Latijns-Amerika wordt volwassen

Door Marie van Beijnum
GRONINGEN – Latijns-Amerika wordt wijzer. De landen van het continent reageren adequaat op de Aziatische crisis. Men stelt de groeiprognoses bij. Heel verstandig, vindt dr. A. A. Hofman, die vandaag aan de Rijksuniversiteit Groningen bij prof. dr. A. Maddison promoveerde tot doctor in de economische wetenschappen.

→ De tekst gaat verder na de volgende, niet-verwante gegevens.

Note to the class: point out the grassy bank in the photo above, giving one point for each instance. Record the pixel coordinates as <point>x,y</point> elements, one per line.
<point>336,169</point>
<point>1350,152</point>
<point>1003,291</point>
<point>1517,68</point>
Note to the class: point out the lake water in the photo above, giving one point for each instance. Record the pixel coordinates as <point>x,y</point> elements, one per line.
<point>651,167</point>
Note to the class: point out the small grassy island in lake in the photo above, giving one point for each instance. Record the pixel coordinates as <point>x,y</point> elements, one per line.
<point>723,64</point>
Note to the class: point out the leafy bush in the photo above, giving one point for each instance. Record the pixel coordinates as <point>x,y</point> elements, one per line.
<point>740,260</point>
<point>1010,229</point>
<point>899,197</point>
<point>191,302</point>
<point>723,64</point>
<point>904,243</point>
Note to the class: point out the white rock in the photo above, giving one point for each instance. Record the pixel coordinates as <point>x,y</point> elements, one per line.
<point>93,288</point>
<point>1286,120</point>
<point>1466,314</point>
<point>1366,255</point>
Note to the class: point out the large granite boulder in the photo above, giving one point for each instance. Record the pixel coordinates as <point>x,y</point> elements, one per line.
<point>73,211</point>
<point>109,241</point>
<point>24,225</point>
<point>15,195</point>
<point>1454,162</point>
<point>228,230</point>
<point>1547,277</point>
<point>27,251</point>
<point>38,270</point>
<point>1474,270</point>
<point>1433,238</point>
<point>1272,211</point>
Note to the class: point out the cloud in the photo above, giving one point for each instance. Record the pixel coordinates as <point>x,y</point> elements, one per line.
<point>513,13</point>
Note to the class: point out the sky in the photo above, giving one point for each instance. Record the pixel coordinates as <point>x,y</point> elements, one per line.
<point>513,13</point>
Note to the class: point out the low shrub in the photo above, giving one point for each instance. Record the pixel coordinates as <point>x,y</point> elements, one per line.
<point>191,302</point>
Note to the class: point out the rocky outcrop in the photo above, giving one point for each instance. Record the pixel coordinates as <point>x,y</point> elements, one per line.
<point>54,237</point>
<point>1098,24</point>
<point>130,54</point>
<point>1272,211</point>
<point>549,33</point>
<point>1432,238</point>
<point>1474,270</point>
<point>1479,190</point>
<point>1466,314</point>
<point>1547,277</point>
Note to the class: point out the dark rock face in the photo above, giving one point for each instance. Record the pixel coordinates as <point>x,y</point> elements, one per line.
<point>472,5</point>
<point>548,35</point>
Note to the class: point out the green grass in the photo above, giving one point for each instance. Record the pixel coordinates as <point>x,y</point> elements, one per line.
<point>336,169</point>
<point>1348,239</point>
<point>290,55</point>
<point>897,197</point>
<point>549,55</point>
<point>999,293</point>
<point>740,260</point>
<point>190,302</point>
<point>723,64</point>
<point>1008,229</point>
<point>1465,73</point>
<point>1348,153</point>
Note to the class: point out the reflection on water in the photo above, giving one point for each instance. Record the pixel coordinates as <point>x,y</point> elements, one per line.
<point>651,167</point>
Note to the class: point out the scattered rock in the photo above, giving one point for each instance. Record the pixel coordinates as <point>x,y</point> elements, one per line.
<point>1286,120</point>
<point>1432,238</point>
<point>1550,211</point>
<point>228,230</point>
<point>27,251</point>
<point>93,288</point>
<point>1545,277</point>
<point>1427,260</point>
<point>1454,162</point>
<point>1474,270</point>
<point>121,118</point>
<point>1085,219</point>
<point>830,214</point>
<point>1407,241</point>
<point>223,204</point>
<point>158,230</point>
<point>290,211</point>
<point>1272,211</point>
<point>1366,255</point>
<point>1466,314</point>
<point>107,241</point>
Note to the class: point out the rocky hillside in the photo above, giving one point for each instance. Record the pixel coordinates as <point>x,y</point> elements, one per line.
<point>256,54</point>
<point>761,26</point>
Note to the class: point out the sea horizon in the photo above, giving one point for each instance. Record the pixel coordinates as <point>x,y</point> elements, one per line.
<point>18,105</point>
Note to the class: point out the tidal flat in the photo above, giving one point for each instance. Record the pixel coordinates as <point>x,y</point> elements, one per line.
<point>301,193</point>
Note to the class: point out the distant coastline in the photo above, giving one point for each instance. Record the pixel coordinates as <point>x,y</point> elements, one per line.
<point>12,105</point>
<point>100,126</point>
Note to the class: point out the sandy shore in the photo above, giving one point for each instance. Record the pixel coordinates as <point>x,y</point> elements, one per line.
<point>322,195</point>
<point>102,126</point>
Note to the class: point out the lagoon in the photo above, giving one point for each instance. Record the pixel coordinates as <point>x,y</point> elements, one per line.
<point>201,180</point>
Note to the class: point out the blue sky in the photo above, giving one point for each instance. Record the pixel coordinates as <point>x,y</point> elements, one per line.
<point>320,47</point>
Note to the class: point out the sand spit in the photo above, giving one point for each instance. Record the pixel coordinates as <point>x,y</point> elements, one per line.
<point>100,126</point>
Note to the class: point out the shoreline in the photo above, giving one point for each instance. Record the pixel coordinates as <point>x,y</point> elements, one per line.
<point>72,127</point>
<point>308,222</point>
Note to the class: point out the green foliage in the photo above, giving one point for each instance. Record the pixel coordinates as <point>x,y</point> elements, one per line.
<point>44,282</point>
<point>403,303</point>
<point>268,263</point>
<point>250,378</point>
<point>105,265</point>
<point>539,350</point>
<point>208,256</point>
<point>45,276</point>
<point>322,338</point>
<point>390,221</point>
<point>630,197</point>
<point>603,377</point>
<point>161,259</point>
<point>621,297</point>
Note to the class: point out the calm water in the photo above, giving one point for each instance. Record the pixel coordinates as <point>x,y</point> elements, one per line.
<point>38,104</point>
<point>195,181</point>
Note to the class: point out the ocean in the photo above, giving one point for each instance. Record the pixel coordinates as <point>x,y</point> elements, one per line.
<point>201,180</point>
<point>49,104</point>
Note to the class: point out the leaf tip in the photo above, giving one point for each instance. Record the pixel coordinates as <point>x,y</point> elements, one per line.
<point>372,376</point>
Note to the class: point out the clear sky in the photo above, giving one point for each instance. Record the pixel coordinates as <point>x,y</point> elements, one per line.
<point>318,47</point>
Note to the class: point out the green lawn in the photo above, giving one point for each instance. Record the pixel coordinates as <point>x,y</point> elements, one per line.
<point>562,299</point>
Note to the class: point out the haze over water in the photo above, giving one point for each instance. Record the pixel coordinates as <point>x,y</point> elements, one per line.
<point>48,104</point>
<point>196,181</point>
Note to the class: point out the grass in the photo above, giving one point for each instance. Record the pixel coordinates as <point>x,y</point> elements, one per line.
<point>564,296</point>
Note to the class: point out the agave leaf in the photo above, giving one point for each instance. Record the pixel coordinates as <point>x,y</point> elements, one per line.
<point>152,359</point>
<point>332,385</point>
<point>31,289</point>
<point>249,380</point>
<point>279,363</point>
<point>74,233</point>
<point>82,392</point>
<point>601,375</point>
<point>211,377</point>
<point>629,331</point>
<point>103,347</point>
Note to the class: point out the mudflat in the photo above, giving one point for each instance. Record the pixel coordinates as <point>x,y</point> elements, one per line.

„Latijns-Amerika neemt de crisis die zich nu aandient serieus. Hoewel het gebeuren in Azië waarschijnlijk geen dramatische gevolgen zal hebben voor Latijns-Amerika, treffen de respectievelijke regeringen de nodige voorzorgsmaatregelen. Chili is bijvoorbeeld erg afhankelijk van de export naar Azië. Daar vreest men een afname van de export en indirect een verminderde economische groei. Je ziet meteen dat die landen een minder expansief overheidsbeleid gaan voeren. In Chili nemen de overheidsinvesteringen af en wordt er heel bedachtzaam gereageerd op wat er in Azië gebeurt”, signaleert dr. A. A. Hofman, die zijn dissertatie schreef onder de titel (vertaald) “Latijns-Amerikaanse economische ontwikkeling. Een causale analyse in historisch perspectief”.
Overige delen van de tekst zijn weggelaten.